Patterns, Repetitions and Textures
All three are closely related so I decided to include them all into this chapter. When you repeat something such as a shape, line, color, or object they are repetitions and are pleasing to the eye. When your repeat repetitions many times they become patterns and repetitions of patterns can make a uniform texture. All of these can and will give your photograph a strong boost in composition and enhance your viewer’s experience.
Patterns are everywhere around us both man-made and natural. If you look all about you will find patterns everywhere but they are easily overlooked during our day to day activities.
Patterns in their nature are isolated allowing them to be serene and calming which gives us a sense of order and rhythm. A symmetrical pattern can be a very powerful tool in your photographic composition.

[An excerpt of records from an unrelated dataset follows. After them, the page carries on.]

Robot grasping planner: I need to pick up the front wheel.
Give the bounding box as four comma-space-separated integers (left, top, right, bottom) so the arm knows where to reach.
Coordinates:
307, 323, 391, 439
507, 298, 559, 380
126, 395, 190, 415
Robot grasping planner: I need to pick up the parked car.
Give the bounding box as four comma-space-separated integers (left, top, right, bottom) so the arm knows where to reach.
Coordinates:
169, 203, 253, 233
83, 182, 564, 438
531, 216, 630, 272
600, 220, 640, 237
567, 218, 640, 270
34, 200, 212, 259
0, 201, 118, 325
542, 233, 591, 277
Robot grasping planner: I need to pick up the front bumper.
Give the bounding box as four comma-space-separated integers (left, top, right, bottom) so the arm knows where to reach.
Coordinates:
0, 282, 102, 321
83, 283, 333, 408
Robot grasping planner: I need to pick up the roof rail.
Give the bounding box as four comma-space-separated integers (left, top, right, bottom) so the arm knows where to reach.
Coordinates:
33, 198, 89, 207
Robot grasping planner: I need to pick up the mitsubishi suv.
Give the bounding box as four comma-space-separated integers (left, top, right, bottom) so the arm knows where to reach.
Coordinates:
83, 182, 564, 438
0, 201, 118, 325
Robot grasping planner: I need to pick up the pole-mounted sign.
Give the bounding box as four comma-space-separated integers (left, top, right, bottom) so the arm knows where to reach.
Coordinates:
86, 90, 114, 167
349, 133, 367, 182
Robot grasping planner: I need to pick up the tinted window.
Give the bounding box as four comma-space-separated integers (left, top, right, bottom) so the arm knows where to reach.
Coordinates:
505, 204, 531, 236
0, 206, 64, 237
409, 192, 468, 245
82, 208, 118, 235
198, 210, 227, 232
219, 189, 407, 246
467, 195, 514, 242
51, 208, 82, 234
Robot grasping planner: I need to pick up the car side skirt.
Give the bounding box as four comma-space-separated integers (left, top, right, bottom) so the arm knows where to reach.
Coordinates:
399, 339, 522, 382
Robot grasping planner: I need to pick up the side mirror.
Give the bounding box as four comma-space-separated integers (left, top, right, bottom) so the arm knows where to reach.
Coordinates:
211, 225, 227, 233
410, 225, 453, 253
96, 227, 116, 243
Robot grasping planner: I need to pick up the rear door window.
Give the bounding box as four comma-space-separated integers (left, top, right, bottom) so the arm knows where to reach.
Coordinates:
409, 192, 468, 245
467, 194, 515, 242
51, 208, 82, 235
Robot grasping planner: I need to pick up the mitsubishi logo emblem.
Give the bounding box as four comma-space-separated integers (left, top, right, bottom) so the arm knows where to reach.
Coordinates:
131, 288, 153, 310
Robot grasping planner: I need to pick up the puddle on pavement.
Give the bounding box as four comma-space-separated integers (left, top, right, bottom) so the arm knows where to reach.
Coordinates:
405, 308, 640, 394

Patterns are easy on the eyes, sometimes breaking or interrupting that pattern will create tension drawing the viewer’s attention to that disruption. This can make the pattern or your capture so much more interesting and powerful. When using this technique keep the rule of thirds in mind when using the interrupter to further enhance and strengthen your photograph.
Pattern with an Interrupter
Try using an unusual view point; think carefully where you shoot from as it will have a huge impact on your photography. Sometimes just a half a step one way or the other can completely change your composition.
Isolating the pattern is critical. The final crop either in the camera or during post processing is crucial to the strength of your composition. This is true not only with patterns but with repetitions and textures as well.
I prefer to shoot a little wide and crop later so that there are always more options. Sometimes cropping too tight will ruin an image. For instance if I need to later rotate an image in post processing for better symmetry or composition but run out of room for the final crop I may not be able to fit it into the frame.
Also, consider using a telephoto lens. Many times using a longer focal length will help with subject isolation.
Repetitions like patterns can be man-made or natural. Enough repetitions will become patterns. Although they may seem dull during your daily activities, using them in your photography can make a huge impact on your image.
Music has and uses repetitions for its composition with a repeating chorus, notes and harmonies. In nature many things repeat themselves such as flowers, trees, animals or for an example the chirps and song of a locust. Man-made objects like fence posts, power lines, windows, cars and so on. Even people are a popular source for repetitions.
Repetitions work because they are used all around us and are readily available. Put these repetitions together and they become very pleasing to the human eye. The viewer will forget what the subject is and instead is entertained and intrigued by its interesting properties, which is a sure fire formula for a strong picture.
Textures like patterns and repetitions are all around us just waiting to be discovered. Finding interesting textures can be both fun and challenging.
Simple things like lighting, front lighting, side lighting, back lighting, etc. can bring a texture to life and make it very interesting to the viewer. The key here is to make sure the lighting is right and it highlights the texture effectively.
When using textures successfully in your photograph the viewer is left with a feeling of being able to touch the subject, almost 3D like. It can be an old piece of wood, or a smooth porcelain object or possibly an old wrinkled face among many other possibilities.
Well that concludes this installment in Composition, Elements for Photography series.